Unfortunately, the episode was a mixed bag, filled with great fight scenes as The Flash and Arrow confronted the new threat of Digger Harkness, aka Captain Boomerang, but it also delved into some ponderously preachy territory regarding the morality of violence and the use torture in pursuit of justice.

Arrow presented a decidedly different Digger Harkness than comics fans are accustomed to seeing. The role was brilliantly played by Nick Tarabay (Spartacus), who has a grace and intensity that made him seem like a real threat to both heroes, despite his rather gimmicky skill set. Tarabay’s Harkness is a scumbag and a gleeful murderer, but he isn’t that slimy, cowardly piece of filth readers of The Suicide Squad love to hate. This was a much more confident and in-your-face Captain Boomerang, and it really worked. Of course, it wouldn’t be a proper Captain Boomerang story if Harkness didn’t have some connection to Amanda Waller and ARGUS -- and indeed he did, as Harkness was set on revenge against Diggle’s girlfriend, Agent Lyla Michaels. It seems that Boomerang was once part of a Suicide Squad unit whose mission went bad, forcing Lyla to detonate the team’s internal bombs. Boomerang survived and targeted Lyla for vengeance.

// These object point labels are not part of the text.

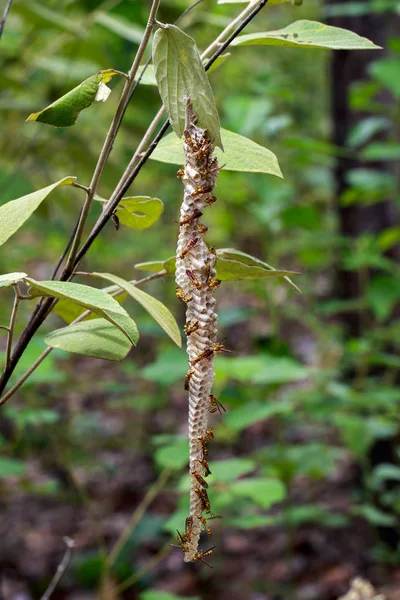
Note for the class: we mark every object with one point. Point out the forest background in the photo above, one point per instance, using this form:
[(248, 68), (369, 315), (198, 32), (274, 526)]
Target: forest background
[(306, 466)]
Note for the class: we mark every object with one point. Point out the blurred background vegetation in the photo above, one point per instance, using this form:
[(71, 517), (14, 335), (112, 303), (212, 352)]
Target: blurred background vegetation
[(306, 461)]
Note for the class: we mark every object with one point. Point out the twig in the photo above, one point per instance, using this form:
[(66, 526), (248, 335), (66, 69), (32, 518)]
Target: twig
[(81, 317), (4, 17), (111, 135), (137, 516), (62, 567), (13, 317)]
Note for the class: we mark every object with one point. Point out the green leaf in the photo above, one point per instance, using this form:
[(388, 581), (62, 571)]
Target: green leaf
[(10, 467), (10, 278), (240, 154), (91, 298), (139, 212), (121, 27), (263, 491), (13, 214), (181, 77), (98, 339), (154, 307), (307, 34), (65, 111)]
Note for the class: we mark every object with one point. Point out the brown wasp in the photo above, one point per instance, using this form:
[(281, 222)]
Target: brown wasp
[(188, 377), (190, 218), (203, 443), (180, 294), (199, 478), (196, 282), (209, 352), (189, 246), (205, 466), (215, 405)]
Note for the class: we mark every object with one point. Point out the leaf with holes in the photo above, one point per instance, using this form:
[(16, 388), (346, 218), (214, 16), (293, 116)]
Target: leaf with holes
[(240, 154), (181, 77), (65, 111), (97, 339), (154, 307), (90, 298), (13, 214), (308, 34)]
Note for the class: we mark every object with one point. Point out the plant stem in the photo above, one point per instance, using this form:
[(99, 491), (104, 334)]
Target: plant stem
[(81, 317), (137, 516), (13, 317), (62, 567), (112, 134)]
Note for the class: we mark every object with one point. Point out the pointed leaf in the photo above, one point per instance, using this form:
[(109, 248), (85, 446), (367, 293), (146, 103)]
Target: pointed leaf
[(154, 307), (138, 212), (92, 299), (65, 111), (240, 154), (13, 214), (308, 34), (10, 278), (181, 77), (98, 339)]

This was a great introduction for Harkness, as he can be included as a reluctant member of a future version of the Suicide Squad -- and as we get closer to the 2016 premiere of David Ayer’s Suicide Squad film, you can bet your quiver there will be more appearances on The CW by the team’s television counterparts. After a number of great action sequences, Arrow and The Flash finally confronted Harkness, who hid five bombs throughout Starling City. It took the combined wits of Barry, Roy, Caitlin, Felicity and Cisco to disarm the linked bombs – their wires had to be cut simultaneously -- while Oliver took on Boomerang. The battle illustrated the power of a team of heroes, even if only one of them had powers.

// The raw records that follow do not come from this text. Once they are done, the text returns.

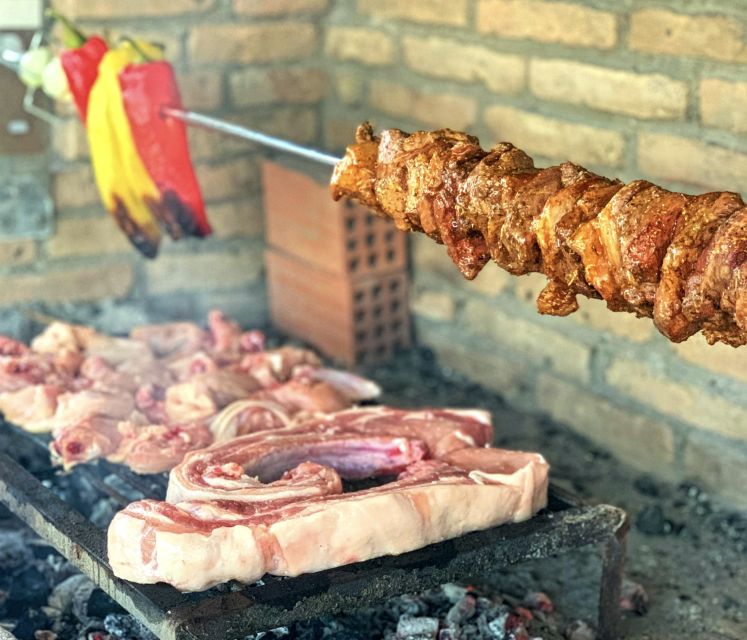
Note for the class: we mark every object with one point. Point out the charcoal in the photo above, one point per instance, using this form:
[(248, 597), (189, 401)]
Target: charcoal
[(461, 611), (122, 626), (14, 551), (454, 592), (28, 623), (28, 589), (647, 486), (579, 630), (634, 598), (417, 628), (71, 594), (410, 605), (100, 604), (652, 521), (538, 601)]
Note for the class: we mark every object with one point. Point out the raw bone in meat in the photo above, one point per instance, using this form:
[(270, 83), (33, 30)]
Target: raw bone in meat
[(227, 525)]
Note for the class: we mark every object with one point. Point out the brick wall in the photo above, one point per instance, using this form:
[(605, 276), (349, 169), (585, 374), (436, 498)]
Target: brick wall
[(252, 61), (626, 90)]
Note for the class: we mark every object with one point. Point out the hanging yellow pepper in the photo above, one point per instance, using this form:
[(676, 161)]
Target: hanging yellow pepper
[(128, 191)]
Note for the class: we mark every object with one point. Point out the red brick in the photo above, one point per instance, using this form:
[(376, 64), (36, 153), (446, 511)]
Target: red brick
[(353, 319), (560, 22), (93, 282)]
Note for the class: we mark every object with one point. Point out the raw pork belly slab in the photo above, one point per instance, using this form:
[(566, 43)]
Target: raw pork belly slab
[(234, 512)]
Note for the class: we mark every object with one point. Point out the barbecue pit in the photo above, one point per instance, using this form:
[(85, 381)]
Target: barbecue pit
[(238, 610)]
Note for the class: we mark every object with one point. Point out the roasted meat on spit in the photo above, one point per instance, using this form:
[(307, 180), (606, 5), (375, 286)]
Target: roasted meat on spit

The battle with Captain Boomerang was worthy of the name “The Brave and the Bold,” but sadly, the episode wasn’t all high quality. The second act’s focus was on Barry’s problems with Oliver’s use of torture to obtain information from criminals. The episode even supported this arc with a flashback to Hong Kong, where Amanda Waller tried to force Oliver into torturing a bomb maker to learn the location of a hidden explosive. However, it didn’t make sense: If Waller needed the bomb’s location, why trust the whole mission to a neophyte interrogator? Lives were lost because she couldn’t kindle a bloodlust in Oliver? I don’t buy that a woman who would do anything for a mission to succeed would so haphazardly trust a man she barely knows when hundreds of lives are at stake.



The issue of torture resurfaced in the present, causing a rift between Barry and Oliver. We saw the duo fight in Tuesday’s episode of The Flash, and that conflict didn’t need to be dredged up again. The writers desperately wanted to contrast Barry as a gentle young man who shies away from wet work with Oliver as a tortured soul willing to do whatever it takes to keep his city safe, but with Boomerang at large and killing people, the conflict felt out of place. Does Barry think that when he hits a criminal at 800 MPH it doesn’t cause damage? The whole thing made Oliver seem sadistic and Barry appear naïve while interrupting the breakneck pace of the first act.

Plot quibbles aside, the chemistry between the two casts is undeniable, with great humorous moments between Team Arrow and Team Flash carrying over from Tuesday’s episode. There was a particularly great moment as Cicsco laid out his belief that the universe sent metahumans to protect humanity from men like Digger Harkness. It was such a telling speech for Cisco as a character, but it also could foreshadow the coming of a Justice League, if the hypothetical team were to adopt his philosophy. Cisco’s morality made me want to see him become Vibe more than ever.



What else? Harkness was defeated and imprisoned on the same island as Slade Wilson, and Lyla, who was critically injured by Boomerang, accepted Diggle’s marriage proposal from her hospital bed. Roy was next to useless once again, getting easily taken out by Boomerang in the first battle. Cisco presented Ollie with a new and improved costume, and The Flash was given a place in the Arrow Cave. I said it in my Flash recap, but let’s hope these Ollie/Barry meetings become an annual event a la DC’s classic Justice League/Justice Society crossover.